Let me start this article by saying that it is not a piece about God of War (I’ll also put it in the meta so there is as little misinformation as possible). Rather this is a brief look at an issue that is becoming more and more prevalent in the games journalism sector and something which, I believe, is becoming damaging, particularly to the ability of smaller sites to get genuine, well-written content deserved exposure.

In theory, there is nothing wrong with the idea of observing trends and offering original viewpoints and angles as articles and video content. After all, the latest fad in gaming is driven by what people are into at the time, and so a glut of responses in one form or another seems appropriate. That being said, there has been a notable increase in articles written that are so deliberately contrary to popular opinion, it’s almost offensive. What I mean by this is not that people can’t have their own opinions that go against the grain, far from it, but instead that these pieces are written with such thinly veiled falsity, confronting every major popular feature within a game and deliberately attacking it without rhyme or a sense of reason.

There are hugely notable examples of people who offered unpopular opinions but rationalised them so well that people couldn’t help but acknowledge that there is another side to every argument, John Bain (TotalBiscuit) comes to mind. Now, as the clear benefits of offering a deliberately provocative viewpoint to the internet are known, sites are beginning to churn out more and more articles that offer unsubstantiated commentary on a hot button issue, without really quantifying any of the internal information. One game that really seemed to bring this out in its most obvious form was God of War.

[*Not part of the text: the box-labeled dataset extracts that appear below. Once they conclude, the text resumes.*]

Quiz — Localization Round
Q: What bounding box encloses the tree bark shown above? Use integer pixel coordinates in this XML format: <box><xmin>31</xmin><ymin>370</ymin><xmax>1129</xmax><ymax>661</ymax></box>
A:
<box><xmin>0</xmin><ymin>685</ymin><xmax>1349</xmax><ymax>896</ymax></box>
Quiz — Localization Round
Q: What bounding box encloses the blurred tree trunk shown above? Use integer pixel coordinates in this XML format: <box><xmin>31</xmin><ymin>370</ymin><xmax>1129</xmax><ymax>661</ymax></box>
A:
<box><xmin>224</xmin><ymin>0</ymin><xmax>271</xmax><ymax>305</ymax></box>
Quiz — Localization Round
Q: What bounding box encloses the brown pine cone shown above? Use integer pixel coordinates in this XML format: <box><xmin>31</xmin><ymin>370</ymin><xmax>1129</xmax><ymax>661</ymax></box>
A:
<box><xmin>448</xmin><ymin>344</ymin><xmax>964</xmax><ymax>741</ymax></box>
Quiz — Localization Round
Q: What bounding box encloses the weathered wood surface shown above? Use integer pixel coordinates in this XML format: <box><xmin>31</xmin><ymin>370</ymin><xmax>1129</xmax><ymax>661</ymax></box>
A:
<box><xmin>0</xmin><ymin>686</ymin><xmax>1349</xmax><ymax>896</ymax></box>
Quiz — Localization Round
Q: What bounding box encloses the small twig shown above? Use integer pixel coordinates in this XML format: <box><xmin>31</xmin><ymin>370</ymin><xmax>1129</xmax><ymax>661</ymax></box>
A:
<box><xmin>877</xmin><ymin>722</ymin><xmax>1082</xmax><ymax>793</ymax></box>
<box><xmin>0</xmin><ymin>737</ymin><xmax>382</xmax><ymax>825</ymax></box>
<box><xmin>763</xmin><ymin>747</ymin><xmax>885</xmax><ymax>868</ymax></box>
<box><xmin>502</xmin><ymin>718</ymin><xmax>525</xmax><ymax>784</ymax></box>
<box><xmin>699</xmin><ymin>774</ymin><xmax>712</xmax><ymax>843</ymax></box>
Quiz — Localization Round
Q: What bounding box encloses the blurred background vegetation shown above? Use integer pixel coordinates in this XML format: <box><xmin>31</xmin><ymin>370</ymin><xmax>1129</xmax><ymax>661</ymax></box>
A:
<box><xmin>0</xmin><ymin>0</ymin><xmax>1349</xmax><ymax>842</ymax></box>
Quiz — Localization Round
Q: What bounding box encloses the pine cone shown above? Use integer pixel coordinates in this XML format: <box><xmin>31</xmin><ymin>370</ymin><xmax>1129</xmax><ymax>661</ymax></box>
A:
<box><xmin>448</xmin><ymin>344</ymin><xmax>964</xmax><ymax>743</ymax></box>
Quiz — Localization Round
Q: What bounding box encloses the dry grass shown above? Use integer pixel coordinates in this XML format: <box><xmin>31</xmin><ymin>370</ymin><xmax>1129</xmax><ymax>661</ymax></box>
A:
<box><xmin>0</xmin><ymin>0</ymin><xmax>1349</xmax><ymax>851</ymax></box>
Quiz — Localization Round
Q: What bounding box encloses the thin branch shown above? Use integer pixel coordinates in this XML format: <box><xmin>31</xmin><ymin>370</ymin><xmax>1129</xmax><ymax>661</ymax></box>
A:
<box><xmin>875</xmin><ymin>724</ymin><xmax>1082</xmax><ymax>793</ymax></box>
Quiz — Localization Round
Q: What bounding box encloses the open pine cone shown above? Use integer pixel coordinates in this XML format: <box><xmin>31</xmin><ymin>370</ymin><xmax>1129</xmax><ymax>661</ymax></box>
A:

In recent days, I have personally seen tens of articles with headlines like, and I promise these are genuine, “I don’t like God of War” and “God of War has a bad game (sic)”. Seemingly gone are the days when a nuanced view on a game, with a focus on its finer details, was the norm, and instead we enter a world where YouTube-esque clickbait passes for journalism, and everything other than the empty red ring in the thumbnail is permitted. I mean some of the articles I read were literally 100 words, for god’s sake.

The problem is rife on the smaller sites but that doesn’t mean that the “big boys” are wholly immune from criticism. Gamespot recently posited that Blizzard would be making “one game” free for the weekend, without letting everyone know, until they’d clicked the article, that the game in question was Overwatch. There is one key difference between clickbait and the problem I described earlier. Clickbait is a, albeit annoying, way of getting people to follow through on reading the article, whereas the type of content I’m referring to in this piece is tantamount to lazy journalism that the author often wouldn’t even stand by if asked in private. One “crime”, for me, is greater than the other and yet considerably easier to stop in it’s entirety if the community as a whole stops buying into it and responding in kind. The issue with that is the fact that articles have to be clicked before you can see the content, so the site owner wins either way, but exposing it at every turn, and boycotting repeat offenders, must be encouraged.

Sensationalist content is always going to exist because, at the end of the day, that’s what pulls in the big audiences. That being said it is everyone’s responsibility to improve the community, so in a sense this is my way of doing just that. Also this isn’t an instructional to avoid the hype train at all costs, jump aboard, it’s actually a lot of fun. Just make sure you’re in the right carriage. And apologies if this article seems somewhat mean spirited, it is merely disheartening to see great, down the line content, for example over at Gert Lush Gaming, go unnoticed, drowned out by a cacophony of people who are making a lot of noise, but who have very little to say.